A tour de force examination of the contemporary ideological landscape by one of the world's leading analysts of globalization.
Neoliberalism. Neoconservatism. Postmarxism. Postmodernism. Is there really something genuinely new about today's isms? Have we moved past our traditional ideological landscape? Combining political history, philosophical interpretation, and good old-fashioned story-telling, Manfred Steger traces ideology's remarkable journey from Count Destutt de Tracy's Enlightenment "science of ideas" to President George W. Bush's "imperial globalism." Rejecting futile attempts to "update" modern political belief systems by adorning them with prefixes, the author offers instead a highly original explanation for their novelty-their increasing ability to articulate deep-seated understandings of community in global rather than national terms. This growing awareness of globality fuels the visions of social elites who reside in the privileged spaces of our global cities. It erupts in the hopes and demands of migrants who traverse national boundaries in search of their piece of the global promise. Stoked by cross-cultural encounters, technological change, and scientific innovation, the rising global imaginary has destabilized the grand political ideologies codified during the national age.
The national is slowly losing its grip on people's minds, but the global has not yet ascended to the commanding heights once occupied by its predecessor. Still, the first rays of the rising global imaginary have provided enough light to capture the contours of a profoundly altered ideological landscape. Pointing in this direction, the book ends with a timely interpretation of the apparent convergence of ideology and religion in the dawning global age-a broad phenomenon that extends beyond the obvious cases of Christian fundamentalism and Islamic jihadism.

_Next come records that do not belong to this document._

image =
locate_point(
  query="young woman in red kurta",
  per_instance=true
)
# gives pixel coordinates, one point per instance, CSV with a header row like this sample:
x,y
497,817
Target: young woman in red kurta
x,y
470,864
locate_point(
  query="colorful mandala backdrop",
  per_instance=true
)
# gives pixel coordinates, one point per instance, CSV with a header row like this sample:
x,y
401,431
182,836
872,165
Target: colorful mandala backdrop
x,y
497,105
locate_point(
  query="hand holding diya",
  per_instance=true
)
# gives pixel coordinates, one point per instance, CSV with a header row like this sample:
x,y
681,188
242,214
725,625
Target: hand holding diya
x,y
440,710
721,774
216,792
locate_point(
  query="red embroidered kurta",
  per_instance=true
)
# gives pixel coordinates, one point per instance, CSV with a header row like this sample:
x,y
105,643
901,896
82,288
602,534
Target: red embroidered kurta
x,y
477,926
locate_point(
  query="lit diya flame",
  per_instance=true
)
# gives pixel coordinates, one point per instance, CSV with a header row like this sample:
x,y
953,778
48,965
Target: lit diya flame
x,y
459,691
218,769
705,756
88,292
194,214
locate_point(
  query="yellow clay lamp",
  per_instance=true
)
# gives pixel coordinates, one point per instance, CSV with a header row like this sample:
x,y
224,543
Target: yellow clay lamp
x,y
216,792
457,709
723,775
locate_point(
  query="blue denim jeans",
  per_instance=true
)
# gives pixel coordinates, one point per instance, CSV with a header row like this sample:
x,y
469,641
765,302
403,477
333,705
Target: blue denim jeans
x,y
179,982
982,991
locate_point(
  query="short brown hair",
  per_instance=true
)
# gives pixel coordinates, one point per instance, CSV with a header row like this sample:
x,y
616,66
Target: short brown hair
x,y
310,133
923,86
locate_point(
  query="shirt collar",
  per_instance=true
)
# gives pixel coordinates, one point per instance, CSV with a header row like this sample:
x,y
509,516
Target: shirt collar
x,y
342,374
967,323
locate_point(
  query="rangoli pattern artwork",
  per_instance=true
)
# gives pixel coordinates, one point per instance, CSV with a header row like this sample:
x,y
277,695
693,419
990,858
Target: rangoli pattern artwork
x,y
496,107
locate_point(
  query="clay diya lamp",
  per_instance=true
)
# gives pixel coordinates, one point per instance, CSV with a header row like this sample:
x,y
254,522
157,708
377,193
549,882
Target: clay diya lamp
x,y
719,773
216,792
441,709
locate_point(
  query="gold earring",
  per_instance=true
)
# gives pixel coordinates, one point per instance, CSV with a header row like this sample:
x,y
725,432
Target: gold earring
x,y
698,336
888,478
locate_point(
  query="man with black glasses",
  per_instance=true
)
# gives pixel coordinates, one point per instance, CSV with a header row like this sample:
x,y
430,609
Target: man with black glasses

If you want to know how we are likely to be affected by the greatest intellectual struggle of our time-between the death-throes of nationalism and the birth-pangs of globalism-Manfred Steger's The Rise of the Global Imaginary is the best guide yet. Written in flinty, accessible prose and rich in its grasp of history, politics and culture, this book will appeal equally to the specialist scholar and the general reader. One cannot read its intelligent dissections of destablizing nationalisms, competing ideological globalisms and the pervasive reach of our new cultural imaginings without experiencing shivers of admiration, apprehension and hope. Globalization studies will never be the same.